Le norme che passiamo ad analizzare dovrebbero rivestire la natura dell'urgenza, ma sappiamo che ormai da decenni nei decreti legge viene inserito tutto ed il contrario di tutto. Nel nostro caso troviamo interventi sul codice penale, sul codice di procedura penale, su leggi speciali, con un'attenzione particolare a due supposte emergenze nazionali: gli stranieri che delinquono e i guidatori d'auto in stato di ebbrezza. Per arginare la "marea montante" degli stranieri regolari e non che commettono reati, l'art. 1 del decreto in questione prevede che comunitari ed extracomunitari condannati alla pena della reclusione superiore a due anni (prima era 10 anni) siano espulsi: chi trasgredisce all'ordine di espulsione o allontanamento viene punito con la reclusione da uno a quattro anni. Viene inoltre introdotta un'aggravante specifica se un fatto di reato è commesso da soggetto che si trovi illegalmente sul territorio nazionale: la clandestinità, quindi, diventa una situazione che determina un aggravamento della pena, anche se di per sé non ha alcuna connessione con il fatto di reato commesso.
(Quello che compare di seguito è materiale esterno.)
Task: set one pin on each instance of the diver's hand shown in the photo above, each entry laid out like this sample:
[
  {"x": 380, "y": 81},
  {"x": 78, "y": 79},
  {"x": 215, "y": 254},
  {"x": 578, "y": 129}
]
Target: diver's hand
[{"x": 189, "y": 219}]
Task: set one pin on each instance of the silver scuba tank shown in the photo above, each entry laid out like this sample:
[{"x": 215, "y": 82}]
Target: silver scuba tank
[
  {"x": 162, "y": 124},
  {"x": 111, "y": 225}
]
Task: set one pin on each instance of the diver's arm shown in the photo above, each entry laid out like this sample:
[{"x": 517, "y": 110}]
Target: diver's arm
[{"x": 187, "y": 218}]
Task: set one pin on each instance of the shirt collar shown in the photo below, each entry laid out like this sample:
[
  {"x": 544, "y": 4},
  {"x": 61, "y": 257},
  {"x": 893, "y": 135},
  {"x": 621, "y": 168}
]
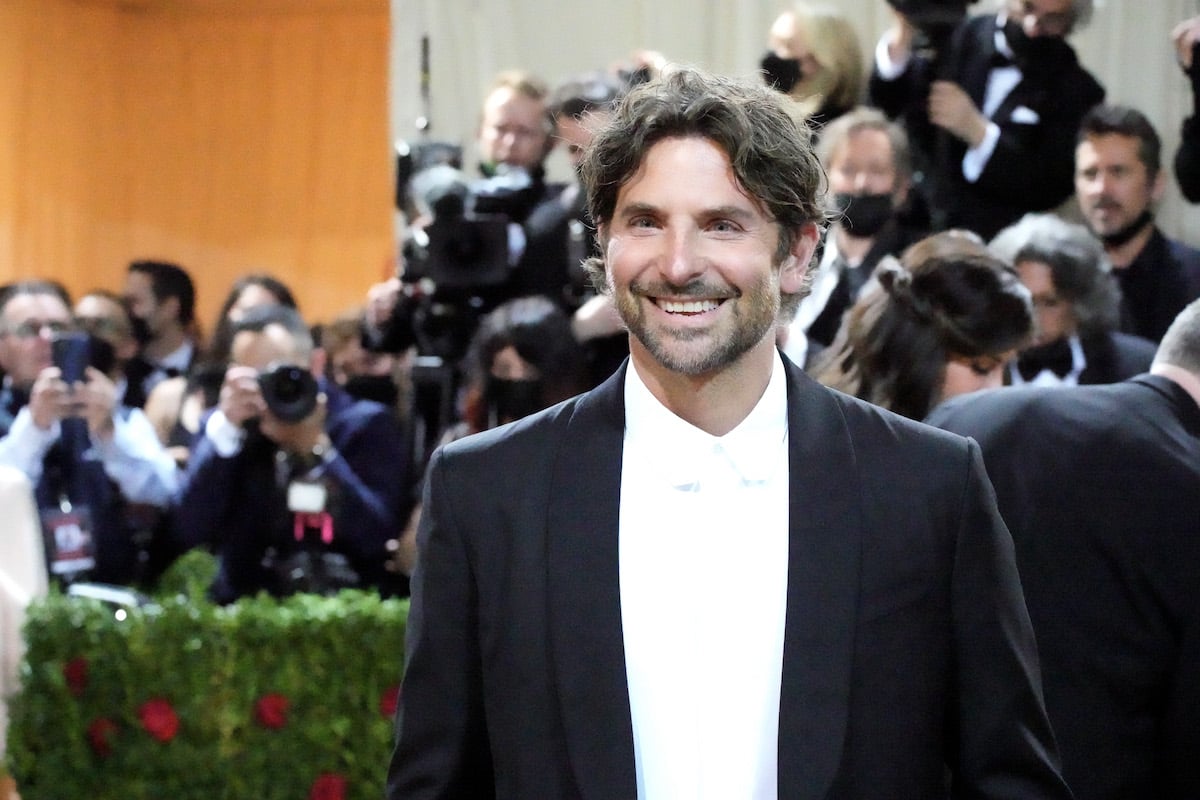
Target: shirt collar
[{"x": 681, "y": 447}]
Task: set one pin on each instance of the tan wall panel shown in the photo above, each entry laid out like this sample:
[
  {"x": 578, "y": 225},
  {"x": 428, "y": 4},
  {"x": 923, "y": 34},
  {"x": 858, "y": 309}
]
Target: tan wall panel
[{"x": 227, "y": 139}]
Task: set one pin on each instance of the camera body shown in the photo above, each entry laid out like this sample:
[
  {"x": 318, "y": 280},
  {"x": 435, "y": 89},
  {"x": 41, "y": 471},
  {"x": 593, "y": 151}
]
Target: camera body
[
  {"x": 289, "y": 391},
  {"x": 934, "y": 19}
]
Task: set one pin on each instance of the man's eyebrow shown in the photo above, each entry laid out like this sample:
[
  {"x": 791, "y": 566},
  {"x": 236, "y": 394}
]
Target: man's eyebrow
[{"x": 736, "y": 212}]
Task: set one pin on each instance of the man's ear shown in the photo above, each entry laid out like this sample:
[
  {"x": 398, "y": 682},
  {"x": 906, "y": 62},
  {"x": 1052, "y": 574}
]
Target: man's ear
[
  {"x": 1158, "y": 186},
  {"x": 796, "y": 265},
  {"x": 317, "y": 362}
]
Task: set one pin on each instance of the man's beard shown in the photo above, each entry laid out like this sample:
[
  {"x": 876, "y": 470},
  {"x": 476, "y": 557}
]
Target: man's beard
[
  {"x": 751, "y": 322},
  {"x": 1126, "y": 233}
]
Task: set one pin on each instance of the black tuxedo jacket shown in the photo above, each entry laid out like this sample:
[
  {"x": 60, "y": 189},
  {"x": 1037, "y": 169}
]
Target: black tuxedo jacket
[
  {"x": 907, "y": 648},
  {"x": 1101, "y": 487},
  {"x": 1032, "y": 167}
]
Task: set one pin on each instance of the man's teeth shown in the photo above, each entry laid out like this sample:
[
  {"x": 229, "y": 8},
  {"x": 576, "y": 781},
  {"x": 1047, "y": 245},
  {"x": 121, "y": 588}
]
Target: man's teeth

Come detto, accanto a queste norme, proprio spalla a spalla nello stesso articolo, sono state piazzate alcune disposizioni che aggravano le sanzioni penali per chi guida ubriaco o sotto l'effetto di sostanze stupefacenti.
All'art. 2, per sveltire la distruzione delle merci contraffatte sequestrate viene modificato il codice di procedura penale, accanto alle norme che accelerano i procedimenti penali che scaturiscono da un arresto in flagranza: entro 15 gg. dall'arresto, l'arrestato va processato per direttissima a meno che ciò "pregiudichi gravemente le indagini"; giudizio direttissimo anche per chi confessi; al tempo stesso, in caso di custodia cautelare, entro 180 gg. dall'esecuzione della misura, il pubblico ministero deve chiedere il giudizio immediato, saltando l'udienza preliminare. È chiaro che per un arrestato o un soggetto posto in custodia cautelare, la celerità è un'arma a doppio taglio, come per il pubblico ministero. Celerità può significare "presto dentro definitivamente" o "presto fuori": di certo le misure vanno nel senso di diminuire la carcerazione preventiva per arrivare alla carcerazione dopo rapida condanna e/o magari espulsione. Il problema di queste ultime norme è quello della loro sostenibilità da parte della struttura dell'amministrazione della giustizia e si inseriscono nella sempre aperta partita tra i berluscones e la magistratura: se quest'ultima non si adeguerà, anche solo per mancanza di mezzi, sarà buon gioco per il governo additare i giudici come "quelli che non voglion condannare e carcerare in fretta i delinquenti, specie se stranieri".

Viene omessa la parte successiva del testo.